Sum of Digit Differences of All Pairs

Sum of Digit Differences of All Pairs

What is this problem about?

The "Sum of Digit Differences of All Pairs" problem asks you to calculate the total number of differences between corresponding digits for all possible pairs of numbers in an array. All numbers in the array are assumed to have the same number of digits. For example, if you have the numbers 123 and 145, the differences are at the second position (2 vs 4) and the third position (3 vs 5), making for a total of 2 differences. You need to sum these differences for every pair (nums[i], nums[j]) where i < j.

Why is this asked in interviews?

This problem is commonly used in technical interviews at Turing and Google to test a candidate's ability to optimize counting problems. A brute-force approach (comparing every pair of numbers) would take O(N² * D) time, where D is the number of digits. The key to this problem is realizing that digits at each position (ones, tens, hundreds, etc.) are independent. It evaluates if a candidate can transition from pair-based thinking to position-based frequency counting.

Algorithmic pattern used

The primary pattern used is "Digit Frequency Counting" or "Contribution Technique." Instead of comparing pairs, we look at each digit position (say, the 0-th index) and count how many times each digit (0-9) appears at that position across all numbers. For a given position, if digit 'd' appears count[d] times, it will differ from every other number that doesn't have 'd' at that position. The contribution to the total difference is calculated using the formula: Total_Numbers - count[d].

Example explanation

Suppose the array is [12, 13, 23].

• At the tens position: Digits are {1, 1, 2}.
  • '1' appears twice, '2' appears once.
  • Differences: '1' vs '2' (twice). Total = 2.
• At the units position: Digits are {2, 3, 3}.
  • '2' appears once, '3' appears twice.
  • Differences: '2' vs '3' (twice). Total = 2. Grand Total Sum of Differences = 2 + 2 = 4. This is much faster than checking (12, 13), (12, 23), and (13, 23) individually.

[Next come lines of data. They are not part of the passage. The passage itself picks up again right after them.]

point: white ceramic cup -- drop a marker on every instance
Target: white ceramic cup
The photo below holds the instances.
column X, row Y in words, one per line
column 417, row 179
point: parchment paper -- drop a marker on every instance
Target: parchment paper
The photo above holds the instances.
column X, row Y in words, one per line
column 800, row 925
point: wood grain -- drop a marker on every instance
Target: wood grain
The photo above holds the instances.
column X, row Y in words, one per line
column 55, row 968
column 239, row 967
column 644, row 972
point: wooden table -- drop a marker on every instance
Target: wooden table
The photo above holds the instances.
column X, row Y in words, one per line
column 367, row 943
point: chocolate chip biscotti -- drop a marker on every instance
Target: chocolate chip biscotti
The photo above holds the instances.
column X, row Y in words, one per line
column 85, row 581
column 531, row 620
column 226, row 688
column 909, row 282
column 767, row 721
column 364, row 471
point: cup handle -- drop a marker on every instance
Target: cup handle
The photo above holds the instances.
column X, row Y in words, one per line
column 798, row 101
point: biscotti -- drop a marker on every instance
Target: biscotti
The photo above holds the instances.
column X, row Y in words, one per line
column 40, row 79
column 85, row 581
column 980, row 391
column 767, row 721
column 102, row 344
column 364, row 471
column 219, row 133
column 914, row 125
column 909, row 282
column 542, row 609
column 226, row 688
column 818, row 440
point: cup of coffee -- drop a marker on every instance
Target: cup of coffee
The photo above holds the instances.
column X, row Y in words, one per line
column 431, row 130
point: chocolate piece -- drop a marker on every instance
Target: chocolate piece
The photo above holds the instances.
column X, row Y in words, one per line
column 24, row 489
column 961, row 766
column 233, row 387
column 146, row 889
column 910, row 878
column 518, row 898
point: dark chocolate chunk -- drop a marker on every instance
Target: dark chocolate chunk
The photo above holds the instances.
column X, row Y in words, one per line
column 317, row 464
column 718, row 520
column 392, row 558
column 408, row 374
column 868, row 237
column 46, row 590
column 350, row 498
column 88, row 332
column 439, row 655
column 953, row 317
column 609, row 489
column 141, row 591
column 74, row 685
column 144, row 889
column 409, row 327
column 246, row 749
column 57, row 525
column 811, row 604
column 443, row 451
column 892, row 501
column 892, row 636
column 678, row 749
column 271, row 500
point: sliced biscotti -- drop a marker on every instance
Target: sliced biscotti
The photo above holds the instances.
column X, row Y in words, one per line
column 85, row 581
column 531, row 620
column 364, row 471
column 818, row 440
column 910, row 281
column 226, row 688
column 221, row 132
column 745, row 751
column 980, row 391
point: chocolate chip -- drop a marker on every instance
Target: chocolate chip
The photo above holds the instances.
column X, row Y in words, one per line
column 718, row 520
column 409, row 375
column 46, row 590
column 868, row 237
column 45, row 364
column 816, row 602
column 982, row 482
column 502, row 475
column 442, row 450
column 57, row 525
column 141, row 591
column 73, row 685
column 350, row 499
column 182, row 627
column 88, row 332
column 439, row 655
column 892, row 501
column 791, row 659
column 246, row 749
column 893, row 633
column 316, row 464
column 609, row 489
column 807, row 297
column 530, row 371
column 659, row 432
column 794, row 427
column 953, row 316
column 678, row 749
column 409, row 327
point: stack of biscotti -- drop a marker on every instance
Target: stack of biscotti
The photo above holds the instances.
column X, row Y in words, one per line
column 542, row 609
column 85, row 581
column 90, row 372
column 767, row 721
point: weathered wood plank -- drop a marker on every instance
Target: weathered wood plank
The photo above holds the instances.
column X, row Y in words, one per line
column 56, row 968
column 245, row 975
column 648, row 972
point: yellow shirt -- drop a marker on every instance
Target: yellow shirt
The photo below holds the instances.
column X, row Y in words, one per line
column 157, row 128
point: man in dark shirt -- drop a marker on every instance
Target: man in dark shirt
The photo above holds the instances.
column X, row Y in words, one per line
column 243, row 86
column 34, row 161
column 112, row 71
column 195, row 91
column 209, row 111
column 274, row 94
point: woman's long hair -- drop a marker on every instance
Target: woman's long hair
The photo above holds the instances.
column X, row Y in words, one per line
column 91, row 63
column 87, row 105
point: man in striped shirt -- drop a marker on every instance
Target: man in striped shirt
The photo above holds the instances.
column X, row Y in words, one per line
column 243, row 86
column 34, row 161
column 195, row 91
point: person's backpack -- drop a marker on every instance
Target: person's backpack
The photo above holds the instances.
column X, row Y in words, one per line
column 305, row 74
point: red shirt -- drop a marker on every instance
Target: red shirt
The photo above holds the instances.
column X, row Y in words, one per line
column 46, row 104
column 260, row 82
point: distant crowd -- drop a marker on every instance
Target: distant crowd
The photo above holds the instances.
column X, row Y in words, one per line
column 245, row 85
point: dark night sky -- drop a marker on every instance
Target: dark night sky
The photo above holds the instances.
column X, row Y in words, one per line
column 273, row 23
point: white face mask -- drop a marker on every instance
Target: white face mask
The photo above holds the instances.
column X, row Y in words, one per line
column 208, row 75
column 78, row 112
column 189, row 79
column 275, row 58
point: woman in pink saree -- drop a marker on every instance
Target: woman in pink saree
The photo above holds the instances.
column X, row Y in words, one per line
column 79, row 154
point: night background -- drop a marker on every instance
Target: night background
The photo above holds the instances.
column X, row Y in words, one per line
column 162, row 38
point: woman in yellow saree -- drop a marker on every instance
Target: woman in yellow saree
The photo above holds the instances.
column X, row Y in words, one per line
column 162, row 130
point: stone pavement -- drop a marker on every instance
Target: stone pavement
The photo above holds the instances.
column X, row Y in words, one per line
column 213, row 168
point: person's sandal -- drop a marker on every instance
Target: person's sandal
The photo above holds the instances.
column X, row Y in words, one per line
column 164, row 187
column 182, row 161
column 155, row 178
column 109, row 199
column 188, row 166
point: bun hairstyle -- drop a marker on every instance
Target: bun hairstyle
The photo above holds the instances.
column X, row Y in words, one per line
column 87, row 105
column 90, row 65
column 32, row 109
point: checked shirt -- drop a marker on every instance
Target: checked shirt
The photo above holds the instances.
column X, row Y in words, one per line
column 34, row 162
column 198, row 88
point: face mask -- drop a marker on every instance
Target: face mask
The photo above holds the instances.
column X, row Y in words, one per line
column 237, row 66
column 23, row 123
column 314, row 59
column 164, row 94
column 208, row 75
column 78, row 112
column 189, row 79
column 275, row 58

Common mistakes candidates make

1. O(N²) Brute Force: Failing to optimize and trying to iterate through every pair of numbers.
2. Miscounting Position Differences: Forgetting that each pair is only counted once. If using frequency counts, ensure you don't double-count the differences.
3. Ignoring the same-length constraint: Not realizing that the numbers have a fixed number of digits, which simplifies the iteration logic significantly.

Interview preparation tip

When a problem asks for a sum across "all pairs," always try to see if you can calculate the "contribution" of each element or each property (like a digit position) independently. Moving from O(N²) to O(N) is the most common goal in these types of interview questions.